腰まで伸びた黒髪をなびかせる少女は、砂埃で汚れた白いガウンのみをまとっていた。めくれ上がる度に紺色のショーツが見え隠れする。
通常時ならこのような醜態を公衆の面前に晒すなど、死にたくなるところだ。
しかし、そのようなことを言っている場合ではない。
今、彼女“ミユウ・ハイストロ”は貞操の危機にあったのだった。
アストリアにマッサージと称して性感帯を異常なまでに刺激されたのを発端に、サヤには強力な滋養強壮効果のあるポーションを無理矢理飲まされ、シュナにはミユウの内側にある野生本能を執拗にかき立てられた。
危うく本能のままにシュナを襲いそうになったミユウであったが、イリイナの強襲騒動の隙を狙い、窓から外に逃げ出した。
2階から飛び降りたこともあり、多少の負傷はしたが、不殺族特有の治癒能力で数秒で完治し、そのまま大通りへと出てきたのである。
(今日のみんなはおかしいよ。いや、おかしな行動はいっぱいあったけど。今日は特におかしい!)

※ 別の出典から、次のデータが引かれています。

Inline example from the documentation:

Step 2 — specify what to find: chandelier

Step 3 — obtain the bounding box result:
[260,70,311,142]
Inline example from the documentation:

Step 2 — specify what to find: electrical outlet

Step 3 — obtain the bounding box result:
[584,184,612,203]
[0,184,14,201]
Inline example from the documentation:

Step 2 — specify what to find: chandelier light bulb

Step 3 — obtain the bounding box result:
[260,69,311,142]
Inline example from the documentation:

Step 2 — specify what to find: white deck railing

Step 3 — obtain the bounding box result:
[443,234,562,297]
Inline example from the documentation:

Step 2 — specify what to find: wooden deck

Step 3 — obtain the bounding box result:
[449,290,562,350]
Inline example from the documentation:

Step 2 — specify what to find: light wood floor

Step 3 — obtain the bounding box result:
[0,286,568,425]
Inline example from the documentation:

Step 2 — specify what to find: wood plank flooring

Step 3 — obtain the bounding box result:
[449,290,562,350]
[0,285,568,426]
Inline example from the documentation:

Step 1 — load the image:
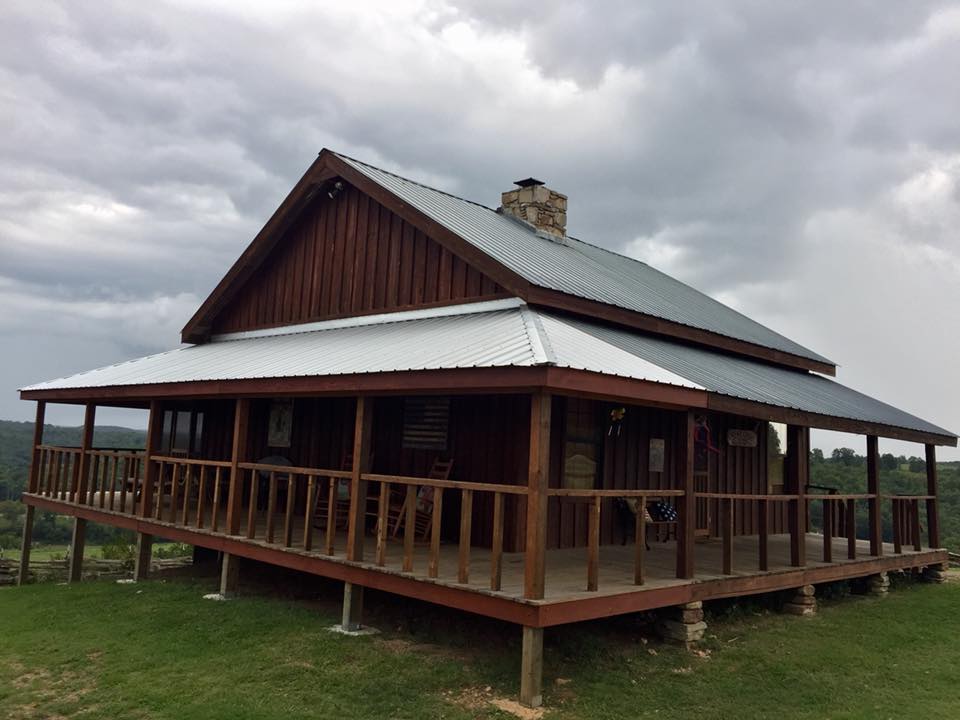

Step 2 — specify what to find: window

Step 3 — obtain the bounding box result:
[403,397,450,450]
[160,410,203,455]
[562,398,600,490]
[767,423,787,493]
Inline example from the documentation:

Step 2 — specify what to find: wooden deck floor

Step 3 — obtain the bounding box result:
[24,495,947,626]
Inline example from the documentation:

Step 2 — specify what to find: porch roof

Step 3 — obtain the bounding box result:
[22,298,955,440]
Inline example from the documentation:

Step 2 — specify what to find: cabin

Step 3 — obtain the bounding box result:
[20,150,957,706]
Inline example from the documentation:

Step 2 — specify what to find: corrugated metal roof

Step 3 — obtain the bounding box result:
[24,299,953,436]
[337,154,832,364]
[540,312,953,435]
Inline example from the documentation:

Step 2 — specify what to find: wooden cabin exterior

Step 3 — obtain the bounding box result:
[15,150,956,705]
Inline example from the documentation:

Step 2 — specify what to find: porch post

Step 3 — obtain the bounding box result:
[70,403,97,505]
[676,410,697,578]
[786,425,810,567]
[67,517,87,583]
[523,392,552,600]
[140,400,163,517]
[927,444,940,548]
[17,400,47,585]
[867,435,883,557]
[347,395,373,562]
[133,400,163,582]
[341,395,373,632]
[224,398,250,536]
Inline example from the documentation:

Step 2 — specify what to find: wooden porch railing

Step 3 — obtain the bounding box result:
[78,448,144,512]
[148,455,230,532]
[883,495,936,555]
[697,493,801,575]
[238,463,350,555]
[37,445,80,501]
[806,492,877,563]
[547,488,685,592]
[362,473,527,590]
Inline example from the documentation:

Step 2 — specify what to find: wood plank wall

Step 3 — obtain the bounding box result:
[186,395,788,552]
[547,398,787,548]
[213,184,506,333]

そう今回のアストリアたちの言動には奇妙な点があった。
ものの数時間で4人全員がミユウに何かを仕掛けてくるのは初めてのことだし、それに全員が連携しているのではなく、互いに競い合うように見えた。いつも仲のいい4人とはとても思えない光景だ。
その原因も、彼女たちの目的もミユウには見当がつかない。
しかし、あのまま宿屋に滞在すれば、自分の中の大事な何かを失ってしまうということは確かだ。

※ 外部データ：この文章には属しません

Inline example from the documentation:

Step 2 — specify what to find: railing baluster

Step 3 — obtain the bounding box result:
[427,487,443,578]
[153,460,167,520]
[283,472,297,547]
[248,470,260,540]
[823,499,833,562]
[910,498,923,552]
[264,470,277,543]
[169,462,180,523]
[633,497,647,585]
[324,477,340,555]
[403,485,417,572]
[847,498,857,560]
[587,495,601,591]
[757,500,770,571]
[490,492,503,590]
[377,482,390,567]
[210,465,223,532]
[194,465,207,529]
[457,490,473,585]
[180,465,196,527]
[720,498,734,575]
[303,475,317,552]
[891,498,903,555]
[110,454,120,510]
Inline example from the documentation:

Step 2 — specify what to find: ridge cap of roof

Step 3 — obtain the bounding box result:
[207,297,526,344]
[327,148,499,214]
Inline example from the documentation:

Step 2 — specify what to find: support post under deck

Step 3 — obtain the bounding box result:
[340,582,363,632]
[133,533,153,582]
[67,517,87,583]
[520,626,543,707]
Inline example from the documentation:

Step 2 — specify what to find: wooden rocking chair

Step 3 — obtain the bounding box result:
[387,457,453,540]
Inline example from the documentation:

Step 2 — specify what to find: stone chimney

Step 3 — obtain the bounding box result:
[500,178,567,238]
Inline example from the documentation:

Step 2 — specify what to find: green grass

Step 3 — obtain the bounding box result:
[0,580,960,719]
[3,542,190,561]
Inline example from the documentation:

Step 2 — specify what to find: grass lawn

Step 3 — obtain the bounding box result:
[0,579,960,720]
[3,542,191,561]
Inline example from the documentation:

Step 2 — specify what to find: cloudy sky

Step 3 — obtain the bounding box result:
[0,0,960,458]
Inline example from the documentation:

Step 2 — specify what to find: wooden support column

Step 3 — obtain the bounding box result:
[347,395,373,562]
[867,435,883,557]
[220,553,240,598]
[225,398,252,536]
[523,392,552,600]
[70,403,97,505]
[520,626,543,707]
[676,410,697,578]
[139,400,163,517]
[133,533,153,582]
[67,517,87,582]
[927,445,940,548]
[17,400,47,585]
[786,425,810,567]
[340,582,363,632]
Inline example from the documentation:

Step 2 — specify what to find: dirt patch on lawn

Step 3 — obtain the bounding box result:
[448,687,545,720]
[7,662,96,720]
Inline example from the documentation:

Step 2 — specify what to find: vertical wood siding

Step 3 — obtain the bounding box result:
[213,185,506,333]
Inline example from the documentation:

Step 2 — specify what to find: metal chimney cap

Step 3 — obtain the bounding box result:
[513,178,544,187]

「どこに行けばいいかわからないけど、とにかく身を隠さないと、ひにゃっ!」
ミユウは石畳の段差に足を引っかけ、そのまま転けてしまった。
「う、うぅ~」
地面に体を激突させた痛みと、自分の泥だらけの姿を想像して湧き出た情けなさにミユウは思わず小さく唸ってしまった。
擦り傷はすぐに治った。
しかし、心の傷は塞がることはなかった。むしろ広がってく一方である。
周囲の視線を肌で感じ、あまりにも恥ずかし過ぎたので、顔を地面から上げず、その場で涙を流した。
「君、大丈夫かい?」
頭上から声をかけられた。
ミユウは涙で濡れた顔を見られないように、両手で顔を隠しながら体を起こし、ガウンの袖で顔を擦りつけ、声の主に目線を向けた。
「え?」
すると、目の前には見覚えのある人影があった。
青を基調とした修道服、胸元に十字架と月と太陽を重ねたペンダント、ベールの隙間から見える長く尖った耳、そして、エメラルド色の瞳と髪が特徴的な端正な顔立ち。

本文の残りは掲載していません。